World Power Consumption in 2014

In [107]:
import plotly.graph_objs as go 
from plotly.offline import init_notebook_mode,iplot
init_notebook_mode(connected=True) 
In [108]:
# Import the dataset
import pandas as pd
df = pd.read_csv('2014_World_Power_Consumption')
df.head(5)
Out[108]:
Country Power Consumption KWH Text
0 China 5.523000e+12 China 5,523,000,000,000
1 United States 3.832000e+12 United 3,832,000,000,000
2 European 2.771000e+12 European 2,771,000,000,000
3 Russia 1.065000e+12 Russia 1,065,000,000,000
4 Japan 9.210000e+11 Japan 921,000,000,000
In [109]:
data = dict(type = 'choropleth',
           colorscale = 'Electric',
           reversescale = True,
           locations = df['Country'],
           locationmode = 'country names',
           z = df['Power Consumption KWH'],
           text = df['Country'],
           colorbar = {'title': '2014 Power Consumption in KWH'})
In [110]:
layout = dict(title = '2014 Power Consumption in KWH',
             geo = dict (showframe = False, projection = {'type': 'natural earth'}))
In [111]:
choromap = go.Figure(data=[data], layout=layout)
In [112]:
iplot(choromap,validate=False)

China and USA were the major power consuming nations in 2014.

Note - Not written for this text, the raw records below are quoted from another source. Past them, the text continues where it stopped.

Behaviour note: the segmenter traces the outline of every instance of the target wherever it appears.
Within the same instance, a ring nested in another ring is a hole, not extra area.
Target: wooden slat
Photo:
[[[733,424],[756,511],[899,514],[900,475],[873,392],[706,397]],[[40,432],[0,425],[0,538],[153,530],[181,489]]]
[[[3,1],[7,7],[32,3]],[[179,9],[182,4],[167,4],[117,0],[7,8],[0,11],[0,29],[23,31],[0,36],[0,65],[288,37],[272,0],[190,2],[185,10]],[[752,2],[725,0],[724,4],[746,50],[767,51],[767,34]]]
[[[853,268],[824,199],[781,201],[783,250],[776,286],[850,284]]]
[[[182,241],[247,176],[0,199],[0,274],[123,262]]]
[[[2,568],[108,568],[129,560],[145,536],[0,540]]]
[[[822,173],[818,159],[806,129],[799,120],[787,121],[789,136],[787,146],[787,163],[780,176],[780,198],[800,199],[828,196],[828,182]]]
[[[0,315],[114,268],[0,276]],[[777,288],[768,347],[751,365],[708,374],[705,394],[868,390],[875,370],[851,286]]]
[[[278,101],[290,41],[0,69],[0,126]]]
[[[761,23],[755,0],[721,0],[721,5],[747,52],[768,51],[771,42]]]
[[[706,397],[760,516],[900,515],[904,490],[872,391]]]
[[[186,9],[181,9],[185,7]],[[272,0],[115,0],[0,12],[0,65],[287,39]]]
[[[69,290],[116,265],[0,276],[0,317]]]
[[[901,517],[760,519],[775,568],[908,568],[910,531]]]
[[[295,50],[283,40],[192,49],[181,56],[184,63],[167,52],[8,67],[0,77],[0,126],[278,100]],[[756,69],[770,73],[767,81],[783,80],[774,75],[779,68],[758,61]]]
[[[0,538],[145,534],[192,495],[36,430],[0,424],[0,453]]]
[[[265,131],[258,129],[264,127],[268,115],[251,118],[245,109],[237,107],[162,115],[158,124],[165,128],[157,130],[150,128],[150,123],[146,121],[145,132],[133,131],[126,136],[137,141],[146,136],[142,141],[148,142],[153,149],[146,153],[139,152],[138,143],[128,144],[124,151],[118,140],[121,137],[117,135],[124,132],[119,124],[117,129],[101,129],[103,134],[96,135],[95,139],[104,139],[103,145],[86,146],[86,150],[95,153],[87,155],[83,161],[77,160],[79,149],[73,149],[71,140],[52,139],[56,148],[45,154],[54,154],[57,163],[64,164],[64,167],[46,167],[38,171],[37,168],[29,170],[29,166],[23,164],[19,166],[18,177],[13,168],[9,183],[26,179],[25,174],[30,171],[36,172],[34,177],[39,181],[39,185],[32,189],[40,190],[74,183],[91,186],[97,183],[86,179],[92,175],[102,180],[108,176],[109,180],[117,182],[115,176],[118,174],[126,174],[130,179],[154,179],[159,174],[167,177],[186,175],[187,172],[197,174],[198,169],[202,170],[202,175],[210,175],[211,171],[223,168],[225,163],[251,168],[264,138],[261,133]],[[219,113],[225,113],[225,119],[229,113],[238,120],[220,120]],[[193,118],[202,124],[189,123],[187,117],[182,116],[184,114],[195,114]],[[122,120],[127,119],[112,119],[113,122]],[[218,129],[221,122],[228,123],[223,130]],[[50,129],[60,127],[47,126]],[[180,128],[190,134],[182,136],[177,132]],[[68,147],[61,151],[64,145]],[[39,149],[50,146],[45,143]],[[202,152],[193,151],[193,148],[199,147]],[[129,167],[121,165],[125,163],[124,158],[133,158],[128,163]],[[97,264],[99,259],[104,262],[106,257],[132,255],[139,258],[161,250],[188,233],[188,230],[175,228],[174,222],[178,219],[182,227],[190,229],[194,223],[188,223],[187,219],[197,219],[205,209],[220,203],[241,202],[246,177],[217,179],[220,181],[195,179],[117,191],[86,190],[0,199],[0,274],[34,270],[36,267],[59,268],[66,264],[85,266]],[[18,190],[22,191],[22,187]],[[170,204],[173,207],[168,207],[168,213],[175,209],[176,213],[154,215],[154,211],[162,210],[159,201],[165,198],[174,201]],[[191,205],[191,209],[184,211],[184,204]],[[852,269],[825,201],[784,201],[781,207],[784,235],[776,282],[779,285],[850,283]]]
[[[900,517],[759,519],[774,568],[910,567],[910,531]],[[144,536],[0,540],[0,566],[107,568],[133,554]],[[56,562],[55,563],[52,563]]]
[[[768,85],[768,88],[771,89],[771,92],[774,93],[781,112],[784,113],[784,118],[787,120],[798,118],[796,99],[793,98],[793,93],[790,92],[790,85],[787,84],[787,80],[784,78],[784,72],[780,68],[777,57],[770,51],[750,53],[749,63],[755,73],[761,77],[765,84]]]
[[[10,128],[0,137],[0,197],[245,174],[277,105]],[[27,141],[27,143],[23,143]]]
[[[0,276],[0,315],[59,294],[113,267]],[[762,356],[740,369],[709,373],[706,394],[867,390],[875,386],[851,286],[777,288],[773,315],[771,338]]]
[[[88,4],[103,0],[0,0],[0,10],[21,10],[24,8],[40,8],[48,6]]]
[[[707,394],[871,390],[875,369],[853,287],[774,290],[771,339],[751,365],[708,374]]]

2012 General Election Voting Data

In [123]:
elect = pd.read_csv('2012_Election_Data')
In [141]:
elect.head()
Out[141]:
Year ICPSR State Code Alphanumeric State Code State VEP Total Ballots Counted VEP Highest Office VAP Highest Office Total Ballots Counted Highest Office Voting-Eligible Population (VEP) Voting-Age Population (VAP) % Non-citizen Prison Probation Parole Total Ineligible Felon State Abv
0 2012 41 1 Alabama NaN 58.6% 56.0% NaN 2,074,338 3,539,217 3707440.0 2.6% 32,232 57,993 8,616 71,584 AL
1 2012 81 2 Alaska 58.9% 58.7% 55.3% 301,694 300,495 511,792 543763.0 3.8% 5,633 7,173 1,882 11,317 AK
2 2012 61 3 Arizona 53.0% 52.6% 46.5% 2,323,579 2,306,559 4,387,900 4959270.0 9.9% 35,188 72,452 7,460 81,048 AZ
3 2012 42 4 Arkansas 51.1% 50.7% 47.7% 1,078,548 1,069,468 2,109,847 2242740.0 3.5% 14,471 30,122 23,372 53,808 AR
4 2012 71 5 California 55.7% 55.1% 45.1% 13,202,158 13,038,547 23,681,837 28913129.0 17.4% 119,455 0 89,287 208,742 CA
In [168]:
data = dict(type='choropleth',
            colorscale = 'Viridis',
            reversescale = True,
            locations = elect['State Abv'],
            z = elect['Voting-Age Population (VAP)'],
            locationmode = 'USA-states',
            text = elect['State'],
            marker = dict(line = dict(color = 'rgb(12,12,12)',width = 1)),
            colorbar = {'title':"Voting-Age Population (VAP)"}
            ) 
In [169]:
layout = dict(title = '2012 General Election Voting Data',
              geo = dict(scope='usa',showlakes = True, lakecolor = 'rgb(85,173,240)'))
In [170]:
choromap1 = go.Figure(data = [data],layout = layout)
In [171]:
iplot(choromap1)

As we can see California, Texas, New York, and Florida are the major states where voting population resides.